The government plans to close down UK visa application outposts in more than 140 countries, increasing the risk of potential terrorists getting jobs in the UK, an insider has claimed.

Liam Clifford, director of immigration consultancy Global Visas, told Personnel Today that he was “extremely concerned” about the plans.

Clifford, a former Home Office immigration officer and a well-respected voice in the sector, said he was told in a closed meeting with government agency UKVisas that the posts would be phased out over the next five to 10 years.

This follows deals struck with two private companies – one based in India – to handle aspects of the visa application process.

“I was told by directors at UKVisas in a meeting in Paddington, London, in May that they were going to close most of the 150 consular posts – leaving just five or 10,” he said. “This is not in the public domain yet, but it is absolutely going to go through.”

But UKVisas has “categorically denied” the claim that any consular posts will be closed.

Its spokeswoman told Personnel Today: “There are no plans to reduce the number of posts down to five or 10 from 2008. The roll-out for our biometrics programme will not finish until 2008, and it will be impossible to work without them.”

UKVisas could confirm, however, that the government has signed contracts with two private employers, Hampshire-based CSC and Mumbai-based VFS, to act as visa application centres in a number of locations globally. The commercial partners will receive applications, take fees, and collect biometric data from applicants, and then forward this to the British Embassy or High Commission.

Clifford insisted the document checking currently handled by British government employees would be handed over to CSC and VFS, replacing the current system.
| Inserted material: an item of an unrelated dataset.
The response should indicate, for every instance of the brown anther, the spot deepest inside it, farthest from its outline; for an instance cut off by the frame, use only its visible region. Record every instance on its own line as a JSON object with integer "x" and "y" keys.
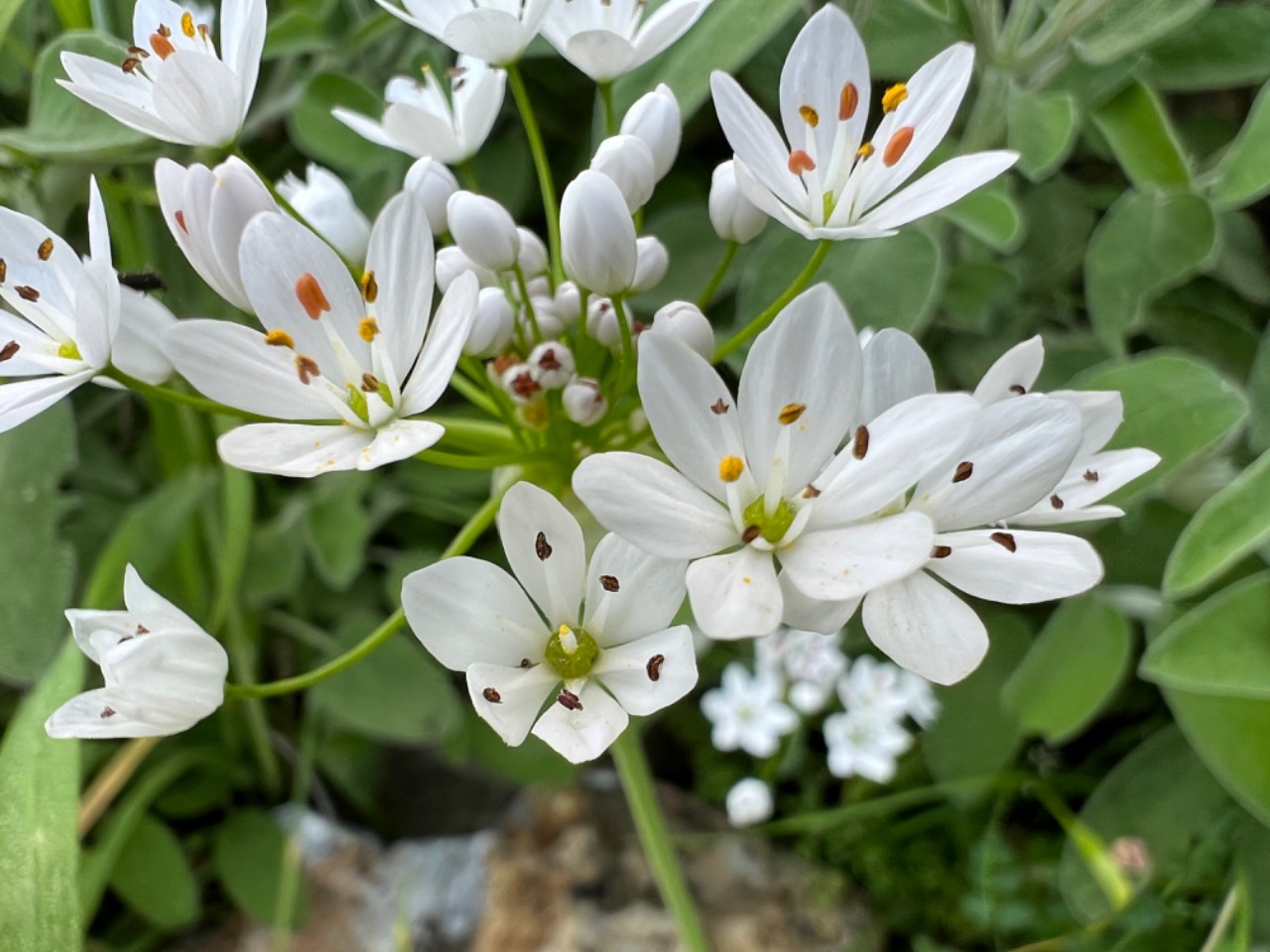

“It is going to get very messy,” he said. “I believe that by giving authority to commercial partners and taking government employees out of the picture, you are creating a huge security risk for the UK public.

“We are losing a line of defence in keeping terrorists out of the country. I am extremely concerned and I am certain this will unravel eventually. There will be a [security] incident.”

But the UKVisas spokeswoman said: “Commercial partners are only responsible for the ‘front office’ part of the visa operation, and will play no role in security checks or decision making.”